For a normal file descriptor there is only one way to read the content of a file - through a read() call. By looking at the function signature we see that it takes the destination buffer as a single argument. Allocation of a buffer is a programmer responsibility and calling read with an uninitialized buffer is not safe and might lead to undefined behavior.

When we call the read() method we start reading from the cursor (also known as file offset) until the end of the file. The one exception is if the buffer is now big enough to fit the content of the file - in this case it will only read as many bytes as the buffer size updating the cursor accordingly.

There are obviously multiple variants of the read() method - read_to_string() that transforms content into a string or bytes() that will iterate over individual bytes from a given file. Programmers coming from languages like python are probably going to miss methods that allow reading individual lines but this is not available in the unbuffered mode. Don’t worry - we will get to that.

Closing a file

Astute readers might have noticed that we are not closing files in this example. This is actually by design - the file will be closed automatically the moment the file variable goes out of scope. When this happens a Drop trait for File structure is called and that causes the file to be closed for us. It very much should remind you about Context Managers in Python.

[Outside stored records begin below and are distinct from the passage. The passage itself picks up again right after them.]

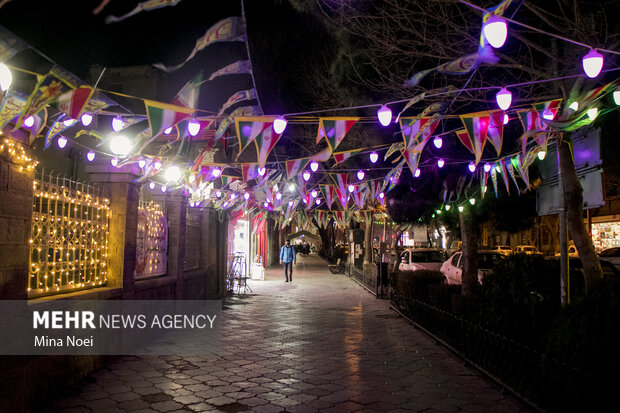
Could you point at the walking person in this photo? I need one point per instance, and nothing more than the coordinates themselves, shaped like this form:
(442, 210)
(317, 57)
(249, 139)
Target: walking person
(288, 257)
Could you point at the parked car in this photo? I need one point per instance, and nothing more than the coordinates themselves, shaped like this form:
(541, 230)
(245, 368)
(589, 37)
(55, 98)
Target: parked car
(413, 259)
(527, 249)
(502, 249)
(572, 252)
(612, 255)
(453, 267)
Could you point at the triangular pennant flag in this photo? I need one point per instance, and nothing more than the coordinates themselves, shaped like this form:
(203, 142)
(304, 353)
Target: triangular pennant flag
(494, 180)
(73, 102)
(504, 173)
(227, 30)
(477, 125)
(264, 144)
(511, 172)
(334, 129)
(249, 127)
(465, 140)
(295, 165)
(418, 130)
(236, 68)
(249, 171)
(49, 87)
(484, 176)
(343, 156)
(412, 159)
(163, 115)
(13, 103)
(188, 95)
(495, 132)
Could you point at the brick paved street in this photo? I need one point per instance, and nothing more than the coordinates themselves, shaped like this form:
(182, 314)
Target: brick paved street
(321, 343)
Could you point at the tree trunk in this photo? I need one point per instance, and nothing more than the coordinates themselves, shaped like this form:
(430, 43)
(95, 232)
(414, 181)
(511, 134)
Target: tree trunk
(573, 195)
(368, 243)
(469, 260)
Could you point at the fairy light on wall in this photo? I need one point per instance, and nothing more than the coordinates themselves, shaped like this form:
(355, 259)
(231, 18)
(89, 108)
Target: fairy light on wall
(69, 243)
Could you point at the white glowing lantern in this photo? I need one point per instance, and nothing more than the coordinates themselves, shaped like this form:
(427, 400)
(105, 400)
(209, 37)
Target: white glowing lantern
(62, 142)
(87, 118)
(279, 124)
(592, 63)
(120, 145)
(193, 127)
(592, 113)
(438, 142)
(385, 115)
(172, 173)
(495, 31)
(503, 98)
(6, 78)
(117, 123)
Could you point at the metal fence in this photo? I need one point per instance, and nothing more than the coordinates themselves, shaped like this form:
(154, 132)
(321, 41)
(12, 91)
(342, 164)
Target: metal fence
(69, 237)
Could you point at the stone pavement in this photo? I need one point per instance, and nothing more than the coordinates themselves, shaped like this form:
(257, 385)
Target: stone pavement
(321, 343)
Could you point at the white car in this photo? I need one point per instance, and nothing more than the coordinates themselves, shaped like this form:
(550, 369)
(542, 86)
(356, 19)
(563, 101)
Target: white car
(527, 249)
(502, 249)
(612, 255)
(413, 259)
(453, 267)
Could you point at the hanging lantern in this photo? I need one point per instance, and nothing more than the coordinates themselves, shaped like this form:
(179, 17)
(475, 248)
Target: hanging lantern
(279, 124)
(592, 63)
(495, 31)
(6, 78)
(117, 123)
(62, 142)
(504, 98)
(87, 118)
(193, 127)
(385, 115)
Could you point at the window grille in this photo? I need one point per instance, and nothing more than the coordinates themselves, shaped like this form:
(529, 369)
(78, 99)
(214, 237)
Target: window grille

There is however little caveat - any errors encountered during closing a file are ignored. In order to handle them manually you need to call sync_all and work with the result of this function.

Creating a file and permissions

We started our journey by opening a single file using the File::open() call but you are probably wondering how to conduct more complex operations - like creating a file or opening one in append-only mode. Truth is that File::open() call (along with File::create()) are just aliases and the foundation upon which they rests is an std::fs::OpenOptions builder.

A typical example would look like this:

fn main() {
    let file_path = Path::new("test.txt");

    let file = OpenOptions::new()
                .read(true)
                .write(true)
                .create(true)
                .truncate(true)
                .open(file_path);
}

In the example above we are creating a new file that will be writable and readable but we also truncate it’s size to zero.

Buffered access

Sometimes working with standard reads can be extremely inefficient. Let’s say we would like to implement a method that will read content of a file one line at a time. A naive implementation would rely on iterating byte by byte, appending the result into a buffer until we read a new line character. That would mean that we are doing a syscall for every byte read.

Fortunately there are better ways to do this. We can wrap a file handler in std::io::BufReader. This will create an underlying in-memory buffer (right now 8192 bytes long) that will get filled by a single read() call and will allow us to operate on it.

fn main() {
    let file_path = Path::new("/etc/passwd");

    match File::open(file_path) {
        Ok(file) => {
            let mut reader = BufReader::new(file);

            for _ in 0..5 {
                let mut line = String::new();
                reader.read_line(&mut line).unwrap();
                print!("=> {}", line);
            }
        }
        Err(err) => {
            eprintln!("Problem reading from {}: {}", file_path.display(), err);
        }

    }
}

In case we go over the buffer the underlying mechanism will make yet another read() call to refill the buffer using the current file offset. As you can see the most of the benefits from using the buffered reader (or writer) materialize when you are making multiple small and repeated operations.

Closing words

That concludes the first part of the series. As always - I’m planning more parts but it is not my intention to go against my readers. If you have enjoyed this part please let me know and I will write some more. For the sake of completeness I should probably write something about directories, extended attributes as well as monitoring files.